To put it in perspective, all but one of the presidents of the state university system's 11 other schools are academics who had previous experience in college administration. The sole exception is University of North Florida's John Delaney, who had served as the mayor of Jacksonville before getting the job in 2003.
Florida A&M University president Dr. Elmira Mangum arrived at that school as a vice president of Cornell, an Ivy League school. University of Florida president Bernie Machem was formerly president of the University of Utah. Though the University of Miami is private, its president, Donna Shalala, served as chancellor (the equivalent of president) of the University of Wisconsin-Madison.
Thrasher will also be the only public university president in Florida without a doctorate, aside from Delaney.
T. K. Wetherell served as president of FSU from 2002 to 2010, and, like Thrasher, he's a former speaker of the state house (though as a Democrat). However, he was also the former president of Tallahassee Community College and holds a doctorate from FSU in educational administration.
College presidents without academic experience or PhDs are becoming slightly more common, but even when politics aren't involved, they tend to be controversial choices anywhere. Whatever the case, Thrasher's choice definitely goes against the traditional model for picking a Florida university president.
Thrasher Never Had Any Real Competition
When former president Eric J. Barron left in April to take over the leadership of Penn State, Thrasher quickly emerged as the favorite to take the job. The board of trustees at one point was ready to interview Thrasher before any other applicant. However, outrage caused the board to rustle up some other candidates to interview, all of whom had academic experience. However, many speculated there was never really a competition, and Thrasher has now emerged victorious.

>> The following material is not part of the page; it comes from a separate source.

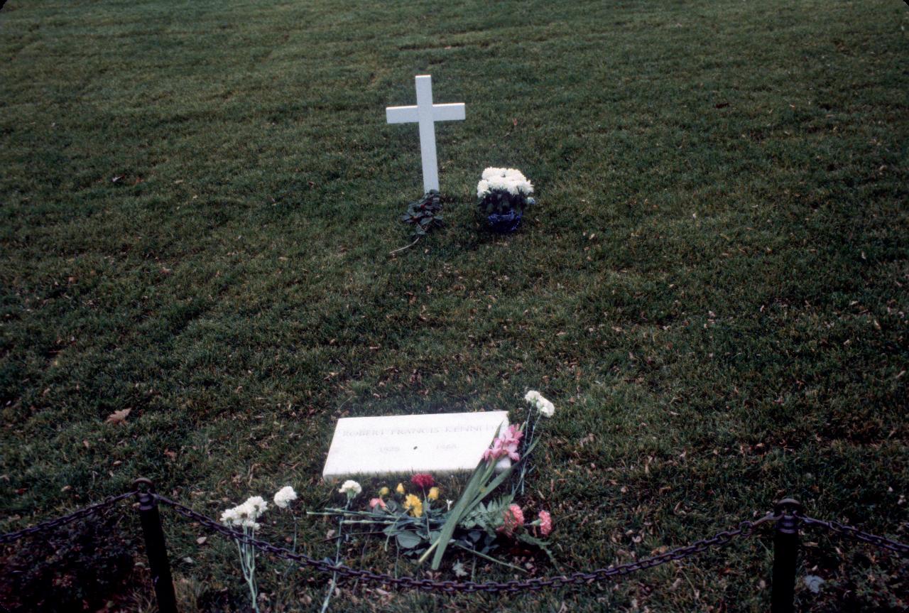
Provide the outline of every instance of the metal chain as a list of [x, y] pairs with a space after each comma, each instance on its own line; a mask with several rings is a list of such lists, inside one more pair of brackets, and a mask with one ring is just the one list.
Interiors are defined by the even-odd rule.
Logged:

Concerns Over FSU Turning Into Some Republican College Experiment
This one might be liberal fantasy nightmare, but you can't deny that FSU is looking a little red these days.

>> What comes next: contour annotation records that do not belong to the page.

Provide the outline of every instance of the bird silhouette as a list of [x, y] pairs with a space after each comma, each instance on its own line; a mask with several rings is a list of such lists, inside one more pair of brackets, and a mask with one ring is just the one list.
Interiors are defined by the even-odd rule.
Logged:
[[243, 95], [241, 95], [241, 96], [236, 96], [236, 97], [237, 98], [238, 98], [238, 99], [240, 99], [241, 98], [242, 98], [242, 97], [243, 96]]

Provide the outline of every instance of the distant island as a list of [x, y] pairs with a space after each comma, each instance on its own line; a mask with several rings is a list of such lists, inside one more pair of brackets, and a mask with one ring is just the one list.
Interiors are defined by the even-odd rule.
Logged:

You may remember the Koch brothers from their starring roles as the main villains on MSNBC's political dramas. They're superrich conservative/libertarian ideologues who helped bankroll the Tea Party movement. Well, Charles Koch's foundation helps fund the FSU economic department. There was a stir a few years ago that Koch's agreement with the school gave him influence over the hiring of professors and curriculum. That was tidied up, and Thrasher himself said he wouldn't accept donations that came with any promises to influence hiring and curriculum. Still, Koch continues to donate.

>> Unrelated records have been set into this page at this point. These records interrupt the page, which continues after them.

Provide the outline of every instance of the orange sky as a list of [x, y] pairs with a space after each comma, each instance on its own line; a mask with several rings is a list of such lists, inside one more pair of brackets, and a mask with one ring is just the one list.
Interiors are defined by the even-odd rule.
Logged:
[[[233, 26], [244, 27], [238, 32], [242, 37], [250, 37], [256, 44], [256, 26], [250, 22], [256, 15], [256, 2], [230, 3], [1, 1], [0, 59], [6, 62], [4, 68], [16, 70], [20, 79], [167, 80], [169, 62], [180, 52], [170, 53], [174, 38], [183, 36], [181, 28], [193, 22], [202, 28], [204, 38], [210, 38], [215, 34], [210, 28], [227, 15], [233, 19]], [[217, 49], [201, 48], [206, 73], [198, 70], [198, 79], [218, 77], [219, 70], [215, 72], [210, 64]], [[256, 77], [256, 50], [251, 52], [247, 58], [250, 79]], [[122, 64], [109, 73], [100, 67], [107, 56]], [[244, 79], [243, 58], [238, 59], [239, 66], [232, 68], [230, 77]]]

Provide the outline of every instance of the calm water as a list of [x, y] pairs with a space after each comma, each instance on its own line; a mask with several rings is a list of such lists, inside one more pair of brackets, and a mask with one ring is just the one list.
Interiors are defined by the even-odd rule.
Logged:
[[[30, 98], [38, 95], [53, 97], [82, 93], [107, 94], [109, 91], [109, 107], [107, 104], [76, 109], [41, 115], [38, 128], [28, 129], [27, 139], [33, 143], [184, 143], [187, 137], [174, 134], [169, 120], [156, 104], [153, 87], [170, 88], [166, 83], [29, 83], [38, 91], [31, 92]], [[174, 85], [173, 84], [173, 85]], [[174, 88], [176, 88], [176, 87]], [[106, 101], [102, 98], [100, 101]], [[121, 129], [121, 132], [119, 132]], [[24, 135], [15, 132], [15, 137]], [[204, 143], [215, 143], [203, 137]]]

However, the board of trustees doesn't have day-to-day control over the school; it votes on whom to elect president and adopts official policy. FSU's board is packed with notable Republicans. Former Speaker of the House Allan Bense serves as chairman. Vice chair Leslie Pantin served on Gov. Jeb Bush's 2004 transition team. Brent W. Sembler serves on the board of the Republican Jewish Coalition. Joseph Gruters is the chairman of the Republican Party of Sarasota and is the former campaign manager for U.S. Rep. Vern Buchanan.
Thrasher Isn't Sure if He Believes in Evolution or Global Warming
These things may be up for debate in politics, but in academics they're pretty much settled science. Sure, we all know there are some Republicans who give vague answers about these topics so as not to upset their base, but even while gunning for the job of president of the university, Thrasher refused to clarify his positions.
Just Two Years Ago, Thrasher Sponsored a Bill That Would Have Made It Illegal for Him to Accept the Job
Thrasher sponsored a bill that would have made it illegal for any legislator to work for a public university while serving and would bar that person from taking jobs at public universities for two years after he or she left public service. That bill died, and it appears Thrasher doesn't want to practice what he once preached.
Speaking of ethics: Thrasher was also fined twice for violating ethics laws while serving in the state house.